The agency stressed that increasing use of 3D printing for medical applications is raising questions about the adequacy of the current medical device regulatory framework to mitigate risks to patients.

For example, 3D-printed implants or surgical tools that are made for a specific patient fit the Australian definition for custom-made devices and are exempt from being included in the Australian Register of Therapeutic Goods. They still must meet the requirements under the conformity assessment procedures for custom-made medical devices, but there is no requirement for third-party or regulatory certification of the manufacturer.

These exempt provisions were based on the idea that custom devices would largely comprise low-risk products, such as glass eyes, prosthetic limbs and prescription lenses. However, regulators now are faced with a different environment such that technology has made personalized devices available on a much greater scale.

Under the new regulations, the TGA is introducing new definitions for personalized devices under three categories (custom-made, patient-matched and adaptable), together with associated regulatory controls applied commensurate with the risks in each category.

The regulations establish a new medical device production system (MDPS) to enable health care professionals to safely produce personalized devices – often at point of care – using a certified turnkey system. Use of a certified system would mean that health care professionals producing these types of medical devices would not then be required to obtain manufacturer certification.

SaMD to follow EU model

TGA regulation of software as a medical device will also follow the EU MDR model. The TGA opened the consultation period in February 2019, noting that the scope of the draft was for software as a medical device (SaMD), while software in a medical device is regulated as part of that parent hardware device.

The agency said that the transition period for any final regulation would align with the EU MDR roll-out, which formally goes into force in May 2021.

New essential principles

The TGA had sought feedback in September 2019 on a proposal to change Australia's medical device essential principles for safety and performance to more closely mirror the new EU MDR.

Since Australia's market is only about 2% of the global market, "it makes much more sense to align regulations with a larger market for regulatory submissions," said TGA Health Products Regulation Group Deputy Secretary John Skerritt.

The essential principles defined in Australia's Therapeutic Good Act 1989 and the Therapeutic Good Regulations 2002 provide safety and performance requirements for device design and production, and manufacturers must have evidence that demonstrates compliance of their devices with these principles.

Most respondents agreed with the proposals to incorporate new requirements and provide greater clarity, and some requested further consultations regarding the details of the proposed changes. Most comments opposed using definitions proposed by the International Medical Device Regulators Forum.

New regs on device systems, procedure packs

The TGA said that new definitions for medical device systems and procedure packs will now go into effect on Nov. 25, 2021.

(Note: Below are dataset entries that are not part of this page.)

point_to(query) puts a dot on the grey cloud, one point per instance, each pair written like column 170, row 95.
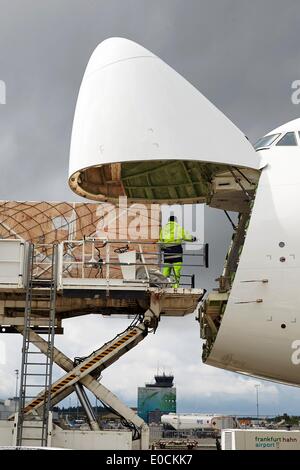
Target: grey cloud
column 242, row 55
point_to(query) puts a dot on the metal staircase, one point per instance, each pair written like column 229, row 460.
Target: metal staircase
column 36, row 367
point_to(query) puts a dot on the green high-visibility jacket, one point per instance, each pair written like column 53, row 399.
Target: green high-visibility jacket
column 172, row 232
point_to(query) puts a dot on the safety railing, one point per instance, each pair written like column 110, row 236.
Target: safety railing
column 115, row 262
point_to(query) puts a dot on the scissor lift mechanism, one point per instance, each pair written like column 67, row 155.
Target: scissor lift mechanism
column 84, row 372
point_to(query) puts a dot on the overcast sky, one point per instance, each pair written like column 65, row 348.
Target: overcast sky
column 242, row 55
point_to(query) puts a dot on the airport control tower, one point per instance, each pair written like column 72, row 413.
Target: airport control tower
column 143, row 133
column 157, row 399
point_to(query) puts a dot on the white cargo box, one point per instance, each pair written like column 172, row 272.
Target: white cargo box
column 259, row 439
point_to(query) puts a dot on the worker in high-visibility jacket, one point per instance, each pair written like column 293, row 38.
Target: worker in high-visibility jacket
column 172, row 234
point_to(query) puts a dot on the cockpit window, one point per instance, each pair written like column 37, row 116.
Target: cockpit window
column 288, row 139
column 266, row 141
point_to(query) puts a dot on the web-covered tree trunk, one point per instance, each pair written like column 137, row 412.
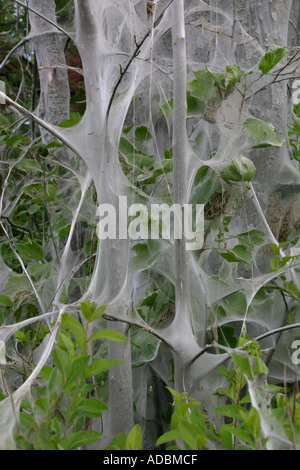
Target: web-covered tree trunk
column 186, row 102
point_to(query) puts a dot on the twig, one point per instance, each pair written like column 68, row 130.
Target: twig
column 135, row 54
column 44, row 18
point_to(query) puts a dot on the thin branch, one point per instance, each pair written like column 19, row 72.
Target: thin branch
column 134, row 56
column 44, row 18
column 41, row 123
column 241, row 348
column 23, row 268
column 17, row 46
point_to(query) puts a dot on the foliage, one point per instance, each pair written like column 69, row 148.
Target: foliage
column 52, row 282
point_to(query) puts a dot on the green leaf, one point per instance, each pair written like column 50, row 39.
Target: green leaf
column 230, row 411
column 62, row 361
column 204, row 86
column 118, row 441
column 263, row 134
column 251, row 238
column 142, row 134
column 238, row 254
column 272, row 58
column 234, row 75
column 27, row 420
column 97, row 313
column 29, row 165
column 242, row 435
column 168, row 437
column 108, row 334
column 79, row 439
column 100, row 366
column 75, row 327
column 242, row 363
column 79, row 365
column 252, row 420
column 91, row 407
column 226, row 436
column 134, row 439
column 5, row 300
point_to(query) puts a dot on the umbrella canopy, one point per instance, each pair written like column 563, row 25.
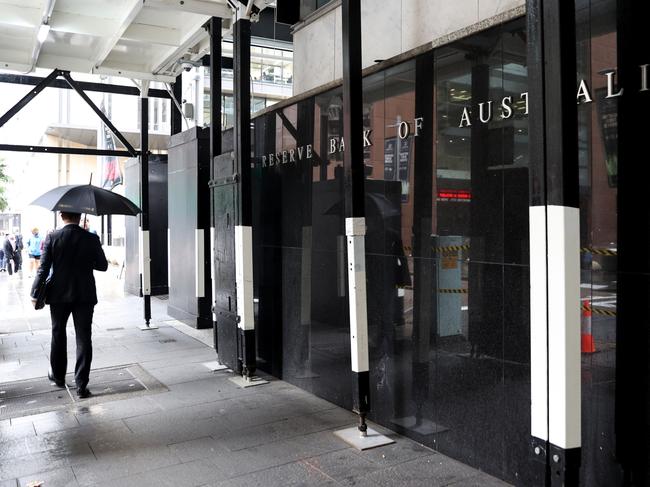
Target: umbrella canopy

A system or procedure pack (SOPP) is a package containing therapeutic goods in which at least one component is a medical device or IVD. The products are packaged together either in combination or for use in a surgical procedure.

In Australia's device regulations, the terms "system" and "procedure pack" were not defined separately and were used interchangeably. New amendments introduce the definition of system, procedure pack and compatibility.

Under those definitions, a procedure pack is a combination of products at least one of which is a medical device or IVD packaged together and placed on the market with the purpose of being used in a medical procedure.

A system would be defined as a combination of products, either packaged together or not, which are intended to be interconnected, combined or used together to achieve a specific medical purpose.

Compatibility is defined as the ability of a device, including software, when used together with one or more devices according to its intended purpose to perform without losing or compromising the ability to perform as intended.